Gespräch mit Scroobius Pip
Von Simone Achermann

David Meads alias Scroobius Pip ist ein britischer Musiker und Wortkünstler. Im Interview spricht er darüber, warum er die hippen Londoner für unfrei hält, seine kindliche Sprachbehinderung als Bereicherung empfindet und positive Jugendbewegungen die Gesellschaft verbessern können. Sein Pseudonym – eine Bezugnahme auf das Gedicht «The Scroobious Pip» von Edward Lear – ist die Geschichte eines Wesens auf der Suche nach sich selbst, bis es merkt, dass es einfach der Scroobious Pip ist und in keine Kategorie passt. Das gilt auch für den Musiker.

 

In einigen Ihrer Lieder wie «Thou Shalt Always Kill» sagen Sie den Leuten, welches Verhalten richtig oder falsch ist. Kann die Musik die Gesellschaft zum Besseren verändern?

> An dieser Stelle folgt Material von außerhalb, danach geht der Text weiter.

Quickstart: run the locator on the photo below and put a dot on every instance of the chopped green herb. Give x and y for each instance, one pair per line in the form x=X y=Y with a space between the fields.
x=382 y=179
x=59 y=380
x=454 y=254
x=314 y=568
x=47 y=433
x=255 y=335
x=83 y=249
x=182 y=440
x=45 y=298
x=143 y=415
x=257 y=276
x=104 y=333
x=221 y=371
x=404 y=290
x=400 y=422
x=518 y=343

 Sie gibt uns die Möglichkeit, uns anders zu verhalten. Denken Sie zum Beispiel an die zunehmenden Messerstechereien in den ärmlichen Stadtvierteln von London. Zu Zeiten meines Vaters hatte jeder ein Messer, weil er Pfadfinder war, aber man benutzte es damals nicht. Das Problem liegt also nicht bei den Messern, sondern daran, dass die Kids keine anderen Möglichkeiten sehen, als Gangster zu spielen. Wir brauchen positive Jugendbewegungen: keine gewalttätigen Songs, sondern Lieder, die optimistisch sind oder sich kritisch-kreativ mit realen Problemen auseinandersetzen. Aber die Musik muss den Kids nicht ausschliesslich gute Vorbilder liefern. Es ist schön, dass sie auch einfach da ist, um im Alltag eine Rückzugsmöglichkeit zu bieten. Wenn an der Musik alles nur ernst wäre, würde das Vergnügen zu kurz kommen. Ernste Musik funktioniert nur durch den Kontrast zu reiner Unterhaltungsmusik.

 

Sie kritisieren die Leute besonders wegen ihres Hochmuts in Geschmacksfragen: Angehörige der Oberschicht beanspruchen die Klassik, die Kids im Plattenladen den Punk für sich. Lässt uns die Gesellschaft jemals wirklich über unsere Herkunft hinauswachsen?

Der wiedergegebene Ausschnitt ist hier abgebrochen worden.